Dönemden Geriye Kalanlar
Hızlıca geçen bir eğitim-öğretim dönemini daha geride bırakıyoruz. Genel gündemde ekonomi ve hayat pahalılığını tartıştığımız yıl içinde, eğitim dönemi özelinde Müfredat, Öğretmenlik Meslek Kanunu gibi konuları yoğun olarak konuştuk.

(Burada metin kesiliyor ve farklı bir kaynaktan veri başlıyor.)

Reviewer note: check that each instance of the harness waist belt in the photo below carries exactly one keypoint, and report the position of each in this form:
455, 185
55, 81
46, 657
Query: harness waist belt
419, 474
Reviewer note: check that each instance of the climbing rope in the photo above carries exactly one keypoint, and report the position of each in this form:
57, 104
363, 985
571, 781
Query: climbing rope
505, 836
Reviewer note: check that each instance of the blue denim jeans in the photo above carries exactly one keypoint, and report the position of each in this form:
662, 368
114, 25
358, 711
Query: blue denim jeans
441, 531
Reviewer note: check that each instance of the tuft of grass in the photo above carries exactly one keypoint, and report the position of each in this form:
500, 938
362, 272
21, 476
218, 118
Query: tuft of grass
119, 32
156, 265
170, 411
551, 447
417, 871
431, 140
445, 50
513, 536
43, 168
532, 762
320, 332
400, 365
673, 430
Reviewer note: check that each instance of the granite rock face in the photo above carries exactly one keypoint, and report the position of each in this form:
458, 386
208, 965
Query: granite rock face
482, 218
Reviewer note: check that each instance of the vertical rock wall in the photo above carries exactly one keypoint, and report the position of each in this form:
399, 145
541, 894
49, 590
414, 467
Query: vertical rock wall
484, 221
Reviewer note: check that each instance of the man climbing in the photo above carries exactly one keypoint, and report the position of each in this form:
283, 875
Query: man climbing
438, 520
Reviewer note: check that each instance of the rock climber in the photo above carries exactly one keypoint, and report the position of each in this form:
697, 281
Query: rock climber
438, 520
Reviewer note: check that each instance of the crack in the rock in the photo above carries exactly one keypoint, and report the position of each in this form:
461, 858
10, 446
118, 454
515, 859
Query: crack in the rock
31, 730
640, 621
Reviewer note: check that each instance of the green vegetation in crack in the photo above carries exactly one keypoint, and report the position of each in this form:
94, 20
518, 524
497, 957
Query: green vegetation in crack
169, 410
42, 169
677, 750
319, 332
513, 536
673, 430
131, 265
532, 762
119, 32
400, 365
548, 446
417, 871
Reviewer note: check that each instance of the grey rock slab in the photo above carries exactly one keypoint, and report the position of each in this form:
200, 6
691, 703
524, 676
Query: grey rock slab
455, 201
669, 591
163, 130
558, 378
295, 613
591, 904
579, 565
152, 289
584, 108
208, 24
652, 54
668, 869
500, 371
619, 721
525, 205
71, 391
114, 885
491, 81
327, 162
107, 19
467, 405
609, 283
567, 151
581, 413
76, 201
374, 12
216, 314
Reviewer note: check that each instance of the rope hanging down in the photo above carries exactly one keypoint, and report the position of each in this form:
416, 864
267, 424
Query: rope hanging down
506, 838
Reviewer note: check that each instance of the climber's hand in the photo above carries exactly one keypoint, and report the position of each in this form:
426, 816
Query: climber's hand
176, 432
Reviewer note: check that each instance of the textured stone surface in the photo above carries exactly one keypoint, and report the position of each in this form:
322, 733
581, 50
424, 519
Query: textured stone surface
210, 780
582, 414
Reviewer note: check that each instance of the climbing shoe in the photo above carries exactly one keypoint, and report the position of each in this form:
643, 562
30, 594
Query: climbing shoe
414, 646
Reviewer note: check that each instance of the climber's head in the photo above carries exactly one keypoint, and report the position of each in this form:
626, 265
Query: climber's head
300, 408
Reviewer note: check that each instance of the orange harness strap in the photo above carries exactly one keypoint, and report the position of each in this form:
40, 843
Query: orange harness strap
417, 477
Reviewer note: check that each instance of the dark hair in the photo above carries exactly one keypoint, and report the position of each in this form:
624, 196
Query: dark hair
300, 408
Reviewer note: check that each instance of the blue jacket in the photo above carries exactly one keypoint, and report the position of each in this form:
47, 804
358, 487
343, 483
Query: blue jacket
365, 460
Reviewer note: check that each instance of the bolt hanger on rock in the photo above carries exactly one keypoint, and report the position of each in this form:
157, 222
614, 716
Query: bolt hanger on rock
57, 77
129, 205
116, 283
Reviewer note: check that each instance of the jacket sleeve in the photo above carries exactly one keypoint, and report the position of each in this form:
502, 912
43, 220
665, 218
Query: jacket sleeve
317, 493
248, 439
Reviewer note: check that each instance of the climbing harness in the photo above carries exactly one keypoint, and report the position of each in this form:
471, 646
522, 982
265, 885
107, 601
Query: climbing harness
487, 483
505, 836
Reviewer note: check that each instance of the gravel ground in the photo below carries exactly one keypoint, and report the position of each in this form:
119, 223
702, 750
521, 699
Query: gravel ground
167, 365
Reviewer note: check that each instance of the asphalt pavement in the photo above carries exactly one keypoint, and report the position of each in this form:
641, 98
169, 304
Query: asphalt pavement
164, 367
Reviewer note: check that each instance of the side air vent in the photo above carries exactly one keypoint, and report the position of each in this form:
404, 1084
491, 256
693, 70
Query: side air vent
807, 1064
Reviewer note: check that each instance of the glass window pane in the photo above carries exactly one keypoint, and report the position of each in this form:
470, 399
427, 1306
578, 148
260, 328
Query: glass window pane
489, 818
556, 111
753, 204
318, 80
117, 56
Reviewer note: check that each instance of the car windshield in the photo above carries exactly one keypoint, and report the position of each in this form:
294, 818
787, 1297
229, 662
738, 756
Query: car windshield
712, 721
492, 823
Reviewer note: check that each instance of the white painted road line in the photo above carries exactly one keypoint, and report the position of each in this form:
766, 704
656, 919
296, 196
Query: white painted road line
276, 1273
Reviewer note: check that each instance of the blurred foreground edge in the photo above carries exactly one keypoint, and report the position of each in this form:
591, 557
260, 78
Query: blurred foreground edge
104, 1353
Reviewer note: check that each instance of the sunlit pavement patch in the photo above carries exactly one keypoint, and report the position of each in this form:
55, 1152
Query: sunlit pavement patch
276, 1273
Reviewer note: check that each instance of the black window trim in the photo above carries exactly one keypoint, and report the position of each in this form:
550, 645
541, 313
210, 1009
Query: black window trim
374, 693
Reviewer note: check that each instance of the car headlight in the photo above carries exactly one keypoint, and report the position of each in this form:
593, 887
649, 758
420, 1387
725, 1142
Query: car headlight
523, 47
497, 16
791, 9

Türkiye’de ekonominin günden güne kötüye gittiği bir süreçte, kamu çalışanlarının aldığı ücretlerin büyükşehirlerde kira ile yarışır duruma geldiği bir dönem yaşıyoruz. Büyükşehirden Anadolu’ya tayin talebinin sürekli arttığı bir dönemdeyiz maalesef. Enflasyonun kamu görevlisinin canını yaktığı bu zor sürecin bir an önce bitmesi hepimizin ortak temennisi olsa gerek…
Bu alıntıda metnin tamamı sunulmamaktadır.